I have an Accutron which I bought, it was running when I got it although slow. It has a 2181 movement.

That was about 6 months ago, I've just fitted a new battery but it won't run. Suggestions please.

I'd be happy for someone to repair it if necessary, as long as its worth it, money wise that is.

Cheers.


----------



## PC-Magician (Apr 29, 2013)

Try giving it a gentle tap in the palm of your hand, magnets maybe a bit lazy.


----------



## Alpha550t (Mar 31, 2020)

Thanks, I already tried that. It hums but just doesn't run.

Thanks again.


----------



## Bcasecollector (Oct 2, 2017)

Trying to keep the questions simple to start. Since it ran before you put a battery in it and it hums after you put a new battery in it, are you sure the crown is all the way in. Its a hacking movement so if the crown is partially pulled out, the watch will hum but the hands won't move. Just trying to remove the obvious issues.


----------



## Nigelp (Jan 28, 2015)

is silverhawk paul not still about?


----------



## PC-Magician (Apr 29, 2013)

Nigelp said:


> is silverhawk paul not still about?


 Looking at his website it would appear that he doesn't work on them anymore.
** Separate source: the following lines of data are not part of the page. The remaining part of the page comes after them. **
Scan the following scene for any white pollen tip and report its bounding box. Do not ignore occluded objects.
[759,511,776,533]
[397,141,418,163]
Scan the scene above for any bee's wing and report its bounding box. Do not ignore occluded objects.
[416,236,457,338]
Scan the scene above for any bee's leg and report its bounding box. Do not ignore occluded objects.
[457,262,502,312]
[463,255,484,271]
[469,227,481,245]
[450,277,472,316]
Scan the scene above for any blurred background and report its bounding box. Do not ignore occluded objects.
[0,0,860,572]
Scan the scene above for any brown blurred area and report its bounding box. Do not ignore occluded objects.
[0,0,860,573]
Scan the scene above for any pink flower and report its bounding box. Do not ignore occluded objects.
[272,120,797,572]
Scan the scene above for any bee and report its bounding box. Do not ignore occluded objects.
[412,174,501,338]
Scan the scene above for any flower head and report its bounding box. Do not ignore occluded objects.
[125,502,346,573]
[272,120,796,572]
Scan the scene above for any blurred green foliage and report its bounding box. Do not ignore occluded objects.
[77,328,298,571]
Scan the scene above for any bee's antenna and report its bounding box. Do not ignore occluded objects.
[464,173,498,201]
F300 models seem popular with him.

I assume lack of parts for the Accutrons.


----------



## Nigelp (Jan 28, 2015)

PC-Magician said:


> Looking at his website it would appear that he doesn't work on them anymore.
> 
> F300 models seem popular with him.
> 
> I assume lack of parts for the Accutrons.
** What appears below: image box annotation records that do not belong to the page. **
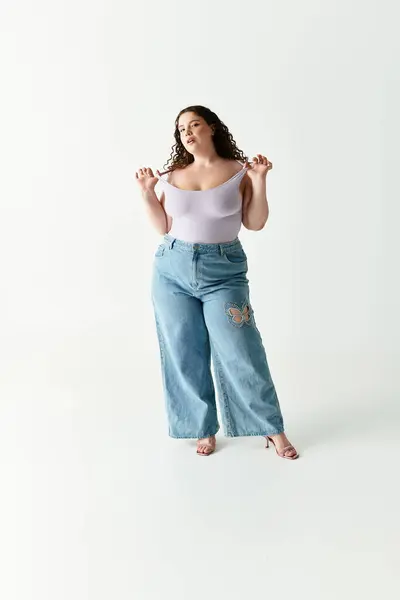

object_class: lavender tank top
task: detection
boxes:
[157,161,248,244]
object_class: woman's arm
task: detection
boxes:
[242,175,269,231]
[142,190,171,235]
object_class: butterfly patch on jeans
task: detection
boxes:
[225,300,254,327]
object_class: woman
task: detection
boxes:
[136,106,298,459]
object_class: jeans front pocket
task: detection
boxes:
[154,244,165,258]
[224,248,247,263]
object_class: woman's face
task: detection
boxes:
[178,112,212,154]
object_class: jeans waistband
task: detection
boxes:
[164,233,242,254]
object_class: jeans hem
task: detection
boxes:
[168,430,219,440]
[225,429,285,437]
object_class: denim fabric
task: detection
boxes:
[151,234,284,438]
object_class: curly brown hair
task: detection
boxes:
[163,105,248,171]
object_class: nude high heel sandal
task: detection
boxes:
[265,435,299,460]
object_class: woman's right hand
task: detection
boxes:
[135,167,160,192]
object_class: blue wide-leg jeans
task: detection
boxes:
[151,234,284,438]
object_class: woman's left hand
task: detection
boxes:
[245,154,272,179]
 ok john thanks, shame that. He did a lovely job on a roamer mustang for me in 2010


----------



## Alpha550t (Mar 31, 2020)

The crown is fully in. I might have another look with my loupe, in case something is fouling.

Thanks for the reply.


----------



## PC-Magician (Apr 29, 2013)

Could be the index wheel, I hope not.


----------



## Alpha550t (Mar 31, 2020)

I've had a quick look at what exactly the index wheel is. (Google) I don't know if it's in clear view in the movement, any idea of dia. /thickness/tpi?

Cheers.

Google again. To answer myself, its 2.40mm dia. 320 teeth. So my thought of wire cutting is out the window.


----------



## Bcasecollector (Oct 2, 2017)

I'm not sure why your Accutron isn't running properly now but you really need to be careful when 'messing' with the movement. They are easy to destroy without knowledge of its operation. I would advise you to send it off for service. The closest guy in Europe I know of would be *LUDMIL BALEVSKI*. He has two separate ebay listing names and also does alot of 214/218 repairs. He is based in Bulgaria. Here is one of his ebay user names below. Contact him and he will be helpful. I have purchased 1/2 dozen watches off him over the years and his work is very good. My restoration guy I use now is based in Thailand and is top notch. His name is *Rob Berkavicius. *Just google Rob B Accutron and you will find his website.

Ludmil's ebay screen anme.


----------



## Alpha550t (Mar 31, 2020)

Thanks I'll give one of them a try. The watch only cost me £60 , I know it would be great to have it running but I'm not prepared to pay too much.

Thanks again.


----------